4 – L’objet technologique et la télécommunication

 

Les réseaux numériques sont difficiles à représenter. Les objets technologiques qui participent à la transmission ou à la réception des messages permettent de les symboliser.

Plusieurs méthodes de mise en valeur de l’objet sont observables :

 

L’exposition en vitrine de l’objet lui-même : cela n’est possible que pour les vendeurs spécialisés de téléphones portables qui recourent systématiquement à ce procédé dans la zone standardisée/tradition et standardisée/discount.

 

La représentation graphique d’un objet technique (téléphone portable, téléphone fixe, combiné, satellite), sur la vitrine ou sous forme d’enseigne : toutes les boutiques de communication y ont largement recours. Mais le traitement et l’importance donnés à la représentation varient selon la zone de commerce. La zone standardisée montre plusieurs exemples de représentation hyperréaliste ou monumentale d’objet technologique agrémenté de néons. Une seule boutique de la zone standardisée/discount représente un satellite mais le traitement du panneau graphique qui met aussi en scène un téléphone portable et un livre, et ses couleurs pastel, confèrent à la scène une atmosphère poétique bien différente des représentations de la zone franchisée.

Représentations de satellites Rue Ordener et Bd Barbès [Annexe IV-4 n° 56 et 49]

 

 

 

 


 

 

 

 

 

 

« gigantisme  cellulaire » dans la zone standardisée, rue Ordener [Annexe IV-4 n°53-54-55].

 

Les boutiques de la zone ethnique ne présentent pas d’objets technologiques monumentaux ou hyperréalistes mais les figurent sous la forme de pictogrammes signalant l’activité de la boutique : combiné téléphonique, téléphone fixe, téléphone portable stylisés figurent sur les enseignes, sont imprimés sur des affiches ou clignotent sous forme de petites enseignes. Leur rôle n’est manifestement pas d’exalter la modernité : certains logos montrent les combinés téléphoniques avec leur cadran rond, tels qu’ils étaient il y a vingt ans.

 

 

Diverses enseignes des zones ethnique et frontière

 

 

L’évocation de l’objet technique : certaines boutiques utilisent des termes techniques (service informatique, espace multimedia, cyberbureautique, visiophonie) pour désigner leurs activités et services.
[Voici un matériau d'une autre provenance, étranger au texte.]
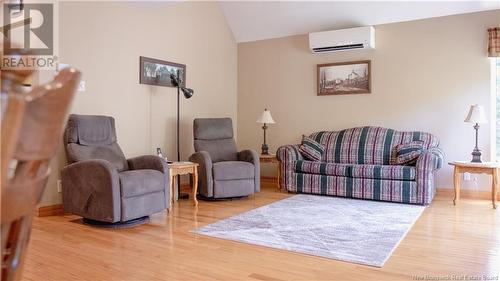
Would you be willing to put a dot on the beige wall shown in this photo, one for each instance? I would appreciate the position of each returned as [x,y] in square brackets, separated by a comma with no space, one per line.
[105,40]
[425,75]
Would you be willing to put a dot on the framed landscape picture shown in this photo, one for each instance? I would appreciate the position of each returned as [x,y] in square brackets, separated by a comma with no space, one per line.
[157,72]
[344,78]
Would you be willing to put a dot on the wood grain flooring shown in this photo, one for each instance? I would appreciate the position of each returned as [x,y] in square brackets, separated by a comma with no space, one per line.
[445,241]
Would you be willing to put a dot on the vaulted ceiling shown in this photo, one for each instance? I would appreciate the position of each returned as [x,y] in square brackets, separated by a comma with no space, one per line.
[257,20]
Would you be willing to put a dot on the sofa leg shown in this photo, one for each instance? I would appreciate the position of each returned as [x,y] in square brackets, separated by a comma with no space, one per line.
[116,225]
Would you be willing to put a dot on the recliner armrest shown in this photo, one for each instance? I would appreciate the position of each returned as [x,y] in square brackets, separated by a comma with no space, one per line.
[151,162]
[91,189]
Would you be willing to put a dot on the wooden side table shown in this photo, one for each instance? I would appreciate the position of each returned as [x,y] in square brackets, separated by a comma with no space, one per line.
[183,168]
[490,168]
[271,158]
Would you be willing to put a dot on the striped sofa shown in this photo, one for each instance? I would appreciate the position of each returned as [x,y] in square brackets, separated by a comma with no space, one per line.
[357,164]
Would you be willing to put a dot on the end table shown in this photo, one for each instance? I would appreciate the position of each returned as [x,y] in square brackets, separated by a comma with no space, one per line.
[183,168]
[490,168]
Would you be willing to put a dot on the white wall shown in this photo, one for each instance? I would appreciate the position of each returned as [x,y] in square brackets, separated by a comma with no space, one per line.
[425,75]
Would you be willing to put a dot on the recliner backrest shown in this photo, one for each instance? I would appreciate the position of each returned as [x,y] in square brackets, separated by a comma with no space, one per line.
[215,136]
[93,137]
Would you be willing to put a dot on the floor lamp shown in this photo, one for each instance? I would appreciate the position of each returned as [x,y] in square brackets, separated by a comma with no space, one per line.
[177,82]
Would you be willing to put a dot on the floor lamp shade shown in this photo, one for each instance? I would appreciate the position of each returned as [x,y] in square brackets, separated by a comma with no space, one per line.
[476,116]
[266,117]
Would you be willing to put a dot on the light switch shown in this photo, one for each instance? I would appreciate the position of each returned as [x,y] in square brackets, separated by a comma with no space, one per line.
[82,86]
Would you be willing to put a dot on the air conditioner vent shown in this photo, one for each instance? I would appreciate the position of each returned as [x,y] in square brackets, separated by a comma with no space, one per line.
[342,39]
[342,47]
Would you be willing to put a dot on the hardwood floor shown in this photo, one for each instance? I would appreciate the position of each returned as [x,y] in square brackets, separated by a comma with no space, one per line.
[445,241]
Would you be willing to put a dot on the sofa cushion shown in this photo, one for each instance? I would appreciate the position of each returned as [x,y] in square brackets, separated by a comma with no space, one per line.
[233,170]
[140,182]
[367,145]
[408,153]
[391,172]
[311,149]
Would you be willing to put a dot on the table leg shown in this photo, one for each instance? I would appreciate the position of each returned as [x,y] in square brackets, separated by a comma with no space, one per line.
[456,176]
[279,177]
[195,186]
[494,188]
[171,187]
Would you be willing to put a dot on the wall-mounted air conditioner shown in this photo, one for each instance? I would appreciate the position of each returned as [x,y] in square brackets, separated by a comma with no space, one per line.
[342,39]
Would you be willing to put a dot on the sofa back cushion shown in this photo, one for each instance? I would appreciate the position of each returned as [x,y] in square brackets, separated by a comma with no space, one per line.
[367,145]
[311,149]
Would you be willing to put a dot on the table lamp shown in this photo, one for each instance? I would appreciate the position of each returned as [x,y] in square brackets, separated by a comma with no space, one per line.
[476,115]
[265,119]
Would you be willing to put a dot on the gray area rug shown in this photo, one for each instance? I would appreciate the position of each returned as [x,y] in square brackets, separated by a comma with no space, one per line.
[359,231]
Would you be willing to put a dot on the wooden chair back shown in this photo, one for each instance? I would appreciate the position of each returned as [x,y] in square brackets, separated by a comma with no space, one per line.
[32,127]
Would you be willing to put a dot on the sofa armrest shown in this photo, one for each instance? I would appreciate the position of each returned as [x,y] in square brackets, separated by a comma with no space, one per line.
[205,177]
[432,159]
[151,162]
[289,153]
[91,189]
[252,156]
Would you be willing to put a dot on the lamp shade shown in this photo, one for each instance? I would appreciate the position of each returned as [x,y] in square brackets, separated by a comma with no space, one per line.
[476,114]
[266,117]
[187,92]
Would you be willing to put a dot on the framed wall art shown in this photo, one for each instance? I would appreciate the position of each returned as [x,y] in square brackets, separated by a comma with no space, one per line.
[157,72]
[343,78]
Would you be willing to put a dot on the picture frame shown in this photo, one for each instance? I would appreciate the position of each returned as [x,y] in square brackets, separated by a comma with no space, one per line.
[157,72]
[344,78]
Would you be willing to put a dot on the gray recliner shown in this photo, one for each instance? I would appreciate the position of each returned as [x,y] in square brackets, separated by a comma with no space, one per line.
[224,172]
[100,184]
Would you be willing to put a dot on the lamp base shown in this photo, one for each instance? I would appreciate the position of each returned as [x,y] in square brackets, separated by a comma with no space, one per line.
[265,149]
[476,156]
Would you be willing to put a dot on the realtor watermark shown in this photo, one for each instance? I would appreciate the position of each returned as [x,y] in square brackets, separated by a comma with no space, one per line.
[455,277]
[28,36]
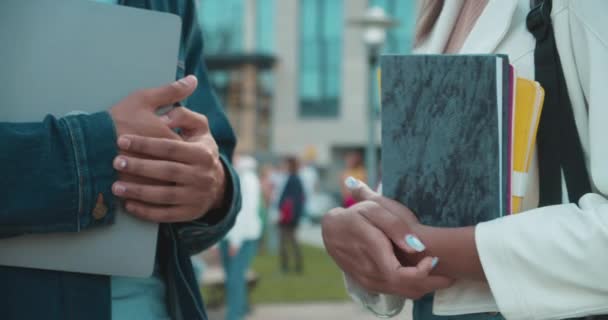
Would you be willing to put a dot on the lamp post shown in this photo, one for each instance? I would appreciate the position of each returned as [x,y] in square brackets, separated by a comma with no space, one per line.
[374,24]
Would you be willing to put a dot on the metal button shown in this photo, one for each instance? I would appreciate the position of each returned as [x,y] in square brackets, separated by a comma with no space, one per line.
[100,210]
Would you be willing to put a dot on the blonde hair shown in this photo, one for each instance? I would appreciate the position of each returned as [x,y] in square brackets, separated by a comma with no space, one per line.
[428,12]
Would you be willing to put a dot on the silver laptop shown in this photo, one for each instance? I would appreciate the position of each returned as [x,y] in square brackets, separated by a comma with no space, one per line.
[62,56]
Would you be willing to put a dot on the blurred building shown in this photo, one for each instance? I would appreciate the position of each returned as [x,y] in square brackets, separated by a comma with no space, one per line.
[312,82]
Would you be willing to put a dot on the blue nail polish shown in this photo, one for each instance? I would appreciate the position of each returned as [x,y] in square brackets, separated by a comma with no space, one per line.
[434,262]
[351,183]
[414,243]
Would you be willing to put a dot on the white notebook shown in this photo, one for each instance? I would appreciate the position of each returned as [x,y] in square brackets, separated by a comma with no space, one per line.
[61,56]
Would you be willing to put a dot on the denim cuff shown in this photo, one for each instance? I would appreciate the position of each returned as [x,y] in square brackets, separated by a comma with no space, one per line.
[198,235]
[94,144]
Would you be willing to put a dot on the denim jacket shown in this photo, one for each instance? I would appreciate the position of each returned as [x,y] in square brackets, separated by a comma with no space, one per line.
[53,173]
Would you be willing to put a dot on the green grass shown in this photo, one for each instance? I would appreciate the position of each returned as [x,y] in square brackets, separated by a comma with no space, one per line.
[320,281]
Le cas est relativement rare et concerne seulement quelques cyberboutiques des zones frontières et le Vis @ Vis qui, localisé dans une zone ethnique, tranche cependant avec le modèle commercial environnant. Nous verrons avec l’évocation des services, que la tendance des boutiques de type ethnique est plutôt d’éviter les désignations techniques. Ainsi, l’expression « surfer sur le net » n’est-elle employée que dans une seule boutique des zones ethnique et frontière [Annexe IV-4 n°27].

 

L’évocation de la communication : plus que l’objet technique, c’est l’action de communiquer, c’est à dire la destination finale de l’objet technique qui est évoquée, notamment dans la zone ethnique. Parmi les multiples procédés permettant de représenter l’abstraction, la plus rare est la figuration  d’un individu téléphonant, car elle demande de faire appel à graphiste.

 

L’arobase est souvent utilisée pour symboliser l’internet, et il est remarquable que l’ordinateur n’est figuré que dans une seule cyberboutique [Annexe IV-4 n°24].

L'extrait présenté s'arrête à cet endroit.